Friday security round-up

More credit card details stolen – Rosen Hotels have admitted that they’ve had active malware stealing credit cards inside their systems for 18 months. You’d think after all the other point-of-sale compromises in the last couple of years, retailers would have tried a bit harder to check if they were infected. Have you checked?

Blackmail up, zombies down – although I said that building botnets was the main driver for malware infections, it turns out that the explosive growth of ransomware like Cryptolocker means that extortion is now vying for the top slot. The main reason is that people are paying the ransoms – presumably because a) they don’t have good enough backups and b) it looks cheaper than losing a load of work. In general, though, policy in the real world has always been not to yield to extortion, for fear of encouraging it. Here’s what I wrote on ways to protect yourself against Cryptolocker.
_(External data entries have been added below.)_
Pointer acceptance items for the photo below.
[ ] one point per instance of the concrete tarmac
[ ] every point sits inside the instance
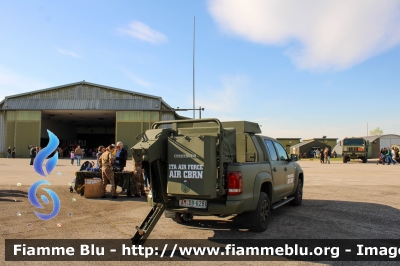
(341, 201)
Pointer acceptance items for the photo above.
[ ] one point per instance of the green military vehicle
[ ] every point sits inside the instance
(205, 167)
(354, 148)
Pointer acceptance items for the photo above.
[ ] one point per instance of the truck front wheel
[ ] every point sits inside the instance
(261, 215)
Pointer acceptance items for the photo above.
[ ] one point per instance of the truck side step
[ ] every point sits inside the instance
(279, 204)
(148, 224)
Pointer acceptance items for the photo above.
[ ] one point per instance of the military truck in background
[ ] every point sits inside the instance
(354, 148)
(205, 167)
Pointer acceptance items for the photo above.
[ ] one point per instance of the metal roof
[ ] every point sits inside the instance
(101, 104)
(83, 96)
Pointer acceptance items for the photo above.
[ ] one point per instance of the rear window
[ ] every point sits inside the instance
(353, 142)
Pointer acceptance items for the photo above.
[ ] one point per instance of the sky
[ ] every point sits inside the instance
(300, 68)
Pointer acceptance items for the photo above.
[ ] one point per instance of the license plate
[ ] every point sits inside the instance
(191, 203)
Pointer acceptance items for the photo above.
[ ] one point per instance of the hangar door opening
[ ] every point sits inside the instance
(86, 128)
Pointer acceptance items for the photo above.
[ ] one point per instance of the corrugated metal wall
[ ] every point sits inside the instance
(2, 133)
(82, 104)
(148, 116)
The Dutch have ruled that you can’t use wearable tech to snoop on your staff; something that began with US companies handing out Fitbits in return for health cover. It’s all to do with consent – a topic that you know concerns me – and the impossibility of true consent in asymmetric relationships. As a precedent – and it’s the kind of ruling that ends up spreading into EU law – it suggests that other kinds of monitoring (like the earlier ECHR ruling that you can snoop on your staff) and the more general issues of consent under the GDPR will become really hot topics over the next couple of years.
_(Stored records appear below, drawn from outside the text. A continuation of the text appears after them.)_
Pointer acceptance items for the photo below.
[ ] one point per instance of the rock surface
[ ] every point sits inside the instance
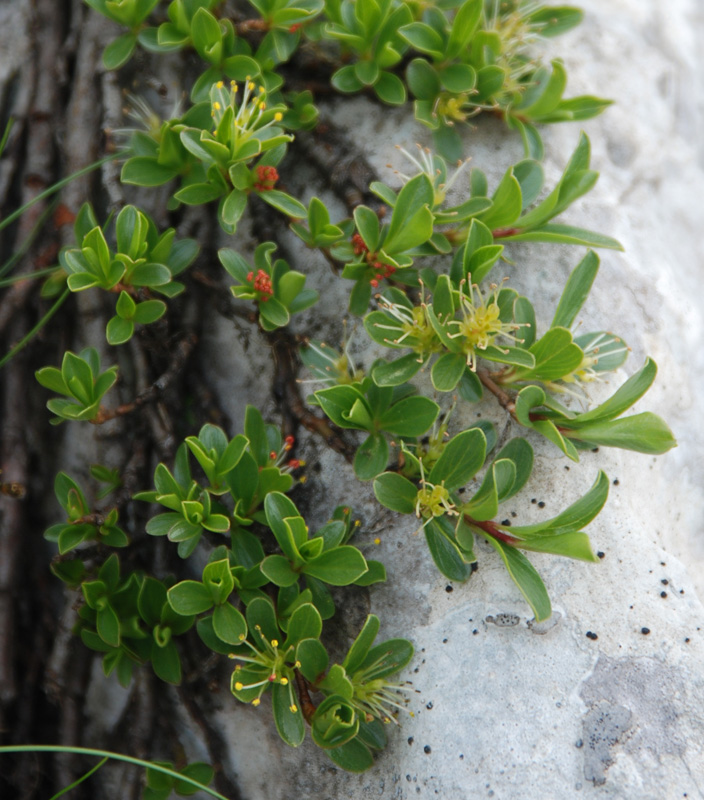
(606, 699)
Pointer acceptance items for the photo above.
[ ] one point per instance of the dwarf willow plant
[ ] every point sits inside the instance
(262, 592)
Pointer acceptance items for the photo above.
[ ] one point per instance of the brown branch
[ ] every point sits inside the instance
(182, 351)
(505, 400)
(491, 528)
(307, 705)
(288, 396)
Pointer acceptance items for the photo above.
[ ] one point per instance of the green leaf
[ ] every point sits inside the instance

In my standard talk on PCI-DSS (payment card security), one of the key points I make to my audience is “don’t lie”. PCI is self-certified; if you want to, you can certify in about 15 minutes by answering “yes” to all of the appropriate questions in the on-line form, whether you’ve done the underlying work or not. However, the penalties for fibbing are quite painful if you’re audited and found to have misrepresented your level of security. This goes beyond PCI – US payment platform Dwolla was recently fined $100k for being economical with the truth about its security; doubtless this penalty will be swiftly followed by civil suits with rather larger numbers attached. This is also a governance issue – how do you assure yourself that the people you employ – or contract with – are telling the truth when asked if they’ve done everything they could to secure your network?